Friday, September 9, 2011

The 'Language' of Harmony

Somewhere I made the claim that music is not a language despite many assertions that it is. I think there is at least one book titled The Language of Music. But, as with phrases like "the language of love", this is just a metaphor. As someone once said, if music is a language, what are the words and where is the dictionary where I can look up what they mean?

But that being said, I was musing over a comment and my response to the last post on cadences and I realized that, while music is not a language in the sense of being able to communicate specific concrete meaning, it does have language-like aspects. Music has a 'vocabulary' that is learned. Harmony, especially, is something that one only becomes familiar with over time. Counterpoint is another. Melody and rhythm do tend to have a more direct impact, but it is perfectly possible to listen to music having only the sketchiest notion of harmony and counterpoint.

One implication of this is that music is not a 'universal' language. Even Esperanto has to be learned. If you want to really appreciate the drum music of Ghana or the gamelan music of Bali or the mbira music of Zimbabwe, then you need to learn the 'language' just as you need to learn the harmonic 'language' of Haydn to really see what he is up to in a sonata movement such as the one I put up in the previous post.

That being said, it is also true what my commentator was mentioning, the fact that consonance and dissonance are related to certain acoustic properties. The relation between the frequencies of C and G is a simpler one than that between C and F# which is why the interval C-G sounds 'pure' while the interval C-F# sounds harsh. But the fact that harmony is based on certain acoustic properties does not mean that all the possibilities and developments are perfectly obvious. The Prelude to Tristan und Isolde is based on simple acoustic proportions, but it extends and expands the implications to an amazing degree. For many minutes it simultaneously implies a tonic chord, while doing everything it can to avoid it! Enjoying and understanding this takes quite a bit of exposure to harmony as practiced in Western Europe for a few hundred years.

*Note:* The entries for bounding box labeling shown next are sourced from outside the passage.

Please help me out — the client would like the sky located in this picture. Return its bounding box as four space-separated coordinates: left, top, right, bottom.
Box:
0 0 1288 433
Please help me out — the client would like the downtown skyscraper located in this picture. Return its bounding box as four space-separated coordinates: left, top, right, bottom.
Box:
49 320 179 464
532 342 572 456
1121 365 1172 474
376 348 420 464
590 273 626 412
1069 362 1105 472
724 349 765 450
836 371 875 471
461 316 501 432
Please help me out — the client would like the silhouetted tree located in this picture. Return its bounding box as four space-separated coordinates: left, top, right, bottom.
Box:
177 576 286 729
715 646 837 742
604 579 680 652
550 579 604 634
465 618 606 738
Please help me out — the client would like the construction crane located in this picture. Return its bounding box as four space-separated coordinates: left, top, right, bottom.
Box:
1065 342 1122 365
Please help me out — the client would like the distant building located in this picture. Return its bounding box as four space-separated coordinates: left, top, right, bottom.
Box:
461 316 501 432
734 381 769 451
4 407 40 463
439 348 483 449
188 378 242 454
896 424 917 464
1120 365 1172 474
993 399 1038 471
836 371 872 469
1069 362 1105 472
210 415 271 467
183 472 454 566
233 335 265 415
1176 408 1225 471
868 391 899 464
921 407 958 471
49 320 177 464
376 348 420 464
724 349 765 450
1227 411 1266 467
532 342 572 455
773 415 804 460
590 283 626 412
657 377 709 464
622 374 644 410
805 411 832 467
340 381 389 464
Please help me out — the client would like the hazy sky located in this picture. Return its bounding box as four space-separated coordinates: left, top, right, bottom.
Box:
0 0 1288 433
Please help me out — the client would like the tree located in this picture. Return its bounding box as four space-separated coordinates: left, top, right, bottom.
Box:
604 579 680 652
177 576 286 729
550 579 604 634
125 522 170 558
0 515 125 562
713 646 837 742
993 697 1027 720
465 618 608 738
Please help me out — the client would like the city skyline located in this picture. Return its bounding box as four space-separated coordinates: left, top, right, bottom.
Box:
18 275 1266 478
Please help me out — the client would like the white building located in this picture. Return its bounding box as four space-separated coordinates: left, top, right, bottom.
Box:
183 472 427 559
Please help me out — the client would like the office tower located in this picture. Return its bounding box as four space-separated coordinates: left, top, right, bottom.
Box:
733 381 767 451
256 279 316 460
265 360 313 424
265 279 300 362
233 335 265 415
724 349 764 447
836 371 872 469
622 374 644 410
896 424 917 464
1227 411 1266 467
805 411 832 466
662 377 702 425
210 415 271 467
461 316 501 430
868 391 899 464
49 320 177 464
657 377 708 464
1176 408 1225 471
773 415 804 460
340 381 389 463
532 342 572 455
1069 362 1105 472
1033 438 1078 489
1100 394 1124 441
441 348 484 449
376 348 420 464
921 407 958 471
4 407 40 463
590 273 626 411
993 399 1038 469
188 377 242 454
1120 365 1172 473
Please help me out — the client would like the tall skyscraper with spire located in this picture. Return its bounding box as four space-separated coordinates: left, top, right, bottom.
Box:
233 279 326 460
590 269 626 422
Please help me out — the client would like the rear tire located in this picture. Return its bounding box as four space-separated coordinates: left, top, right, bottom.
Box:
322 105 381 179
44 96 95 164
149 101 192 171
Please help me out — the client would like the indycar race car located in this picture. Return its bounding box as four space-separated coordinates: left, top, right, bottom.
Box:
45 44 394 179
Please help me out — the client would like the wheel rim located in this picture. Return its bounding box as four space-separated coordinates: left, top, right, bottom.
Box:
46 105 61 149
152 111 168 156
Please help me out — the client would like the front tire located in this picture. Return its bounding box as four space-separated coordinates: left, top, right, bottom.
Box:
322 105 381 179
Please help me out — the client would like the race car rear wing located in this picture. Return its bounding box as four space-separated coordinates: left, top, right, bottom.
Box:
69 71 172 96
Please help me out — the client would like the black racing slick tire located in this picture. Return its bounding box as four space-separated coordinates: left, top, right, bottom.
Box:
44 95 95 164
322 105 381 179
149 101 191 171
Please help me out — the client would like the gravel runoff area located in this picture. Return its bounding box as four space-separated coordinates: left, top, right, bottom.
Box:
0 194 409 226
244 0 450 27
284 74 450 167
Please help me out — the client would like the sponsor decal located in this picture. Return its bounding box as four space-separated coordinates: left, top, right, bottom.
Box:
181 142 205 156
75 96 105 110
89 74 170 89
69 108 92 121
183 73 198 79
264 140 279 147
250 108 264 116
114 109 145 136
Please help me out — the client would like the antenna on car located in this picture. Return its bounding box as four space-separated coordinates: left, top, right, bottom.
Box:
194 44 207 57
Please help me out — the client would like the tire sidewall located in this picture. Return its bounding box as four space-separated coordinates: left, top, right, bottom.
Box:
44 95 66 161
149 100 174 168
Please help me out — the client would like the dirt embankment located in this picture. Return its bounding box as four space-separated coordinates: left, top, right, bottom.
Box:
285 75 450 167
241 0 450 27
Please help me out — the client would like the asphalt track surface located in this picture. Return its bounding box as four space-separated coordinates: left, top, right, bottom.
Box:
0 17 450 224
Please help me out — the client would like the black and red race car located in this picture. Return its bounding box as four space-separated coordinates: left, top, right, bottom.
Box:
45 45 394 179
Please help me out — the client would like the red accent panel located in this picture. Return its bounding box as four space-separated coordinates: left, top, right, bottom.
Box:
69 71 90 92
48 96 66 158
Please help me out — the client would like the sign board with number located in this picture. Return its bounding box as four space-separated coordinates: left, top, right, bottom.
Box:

And here is a little mbira music:


Anonymous said...

You make a very important point. To appreciate music does not require learning the rules. To compose music does, but that's a different matter.
I believe that any good music must be possible to appreciate with no learning and not even any social contacts: just exposure. I can't remember ever disliking Bach and Beethoven. But bebop, a music genre I absolutely worship today, left me cold for years. I made a conscious effort of listening to a lot of it -- even though it bored me -- and then after a year or two (it took that long), something happened, and I began to "get it" and my musical life was never the same again. But exposure is not the same as learning. I didn't learn the rules of jazz and then decided I liked it. In fact, I did the opposite. I learned the rules only once I was sure I liked it.

I could read an obscure Russian novel my whole life and still not understand a word. To learn a language, exposure to it is not enough. You need feedback in the form of social interaction or textbooks and dictionaries. You need a sort of Rosetta Stone. But that is absolutely not true with music. Sure, on the margin, you can teach someone to listen better. For example, I often advise people new to jazz to tune out the leading voices in their minds and focus on, say, the bass. Same with Bach. It pays to listen attentively to the other voices, so trained we are at focusing on the leading ones. But these are all second-order effects. At the end of day, it's just a question of listening, listening and feeling the joy and the emotion. It's magic because there's really no way to explain why certain sequences of notes create such deep feelings inside us. But I do believe listening is the key. Learning the rules comes after. Re. the universality, my own experience with jazz tells me that musics we do not grow up with (and I didn't grow up with jazz) might take longer to enjoy. I've been to several concerts of Indian music. While I was always in awe of what I heard and the extraordinary musical sophistication, dexterity, and erudition that came with it, while I enjoyed large chunks of it, usually after two hours I would become a little restless and start looking for the exit sign. If I spent years listening to it (again not studying it) I might begin to feel differently.

One last point. Even with music one is intimately familiar with, one always gains from repeated exposure. When I hear a new piece, I rarely reach my peak enjoyment level before I hear it maybe half a dozen times. In fact I would speculate that one has to have internalized (memorized is too strong a word) some of the music to enjoy it to its fullest. One might be able to spot obvious greatness the first time around (every composer present at the premiere of Carmen knew the world of opera would never be the same again). But in my case anyway my fullest enjoyment of any reasonably sophisticated music (rock doesn't count here) will require several passes. I suspect I am not the only person like that.

Bryan Townsend said...

So much to agree with here! Thanks for the thoughtful comment. You are making a distinction between exposure and learning. You can appreciate music with no learning whatsoever, this is true. But I wonder if all music is accessible in this way? I also wonder if exposure means that you soak up the 'vocabulary' of the music in an unconscious way, as you did with be-bop? Not all learning need be conscious. A composer makes many decisions in a piece based on certain notes just 'feeling' right.

One quibble: the opera Carmen at its premiere was denounced rather widely. It wasn't until it was produced in Vienna several months later that it was a success.

Now I should go listen to some be-bop to see if I can 'get' it!